Dr. med. Forster-Horváth: Verhindern kann man es leider nicht. Einfach keinen Sport zu treiben, ist sicher keine Lösung. Aber das Bewusstsein muss da sein, dass ein Impingement schon sehr früh im Leben auftreten kann. Sporttrainer und Lehrpersonen etwa sollten ein Auge auf die Kinder haben, die bei ihnen trainieren, und aufhorchen, wenn eines sagt, es ziehe in der Leiste oder Ähnliches.
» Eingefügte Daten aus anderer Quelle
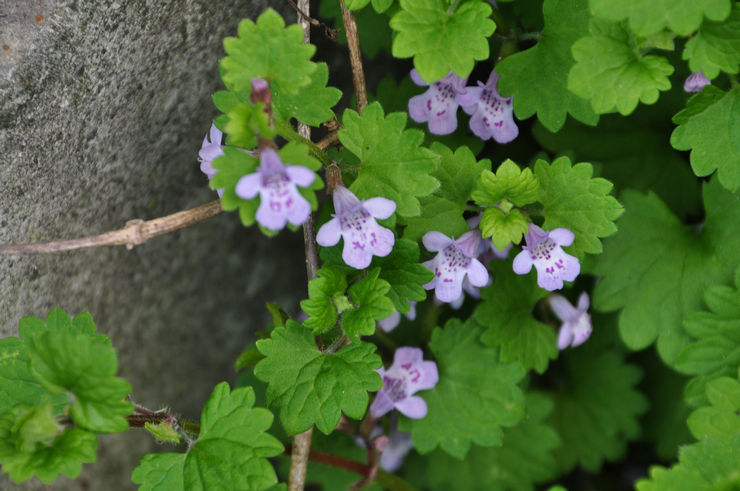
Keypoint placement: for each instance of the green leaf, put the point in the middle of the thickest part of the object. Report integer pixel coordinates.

So kann man frühzeitig diagnostizieren und mit grosser Wahrscheinlichkeit einen grösseren Schaden, eben etwa eine frühe Arthrose, verhindern.
Wie sieht die Zukunft aus, in welche Richtung wollen Sie sich in Ihrem Spezialgebiet entwickeln?
Dr. med. Forster-Horváth: Unser Augenmerk liegt auf jungen Leuten, die bereits einen Knorpelschaden haben, der bis auf den Knochen hinuntergeht. Oder bei denen sich der Gelenkknorpel abgelöst hat. Hier gibt es noch keine sichere Methode, um den Knorpel wieder herzustellen. Das ist eine grosse Herausforderung der Zukunft, hier muss dringend eine Lösung her und wir sind dran. In der Knie-Chirurgie wurde dieses Problem intensiver und länger erforscht, von diesen Ergebnissen können wir sicher profitieren.
Herzlichen Dank für das spannende Interview.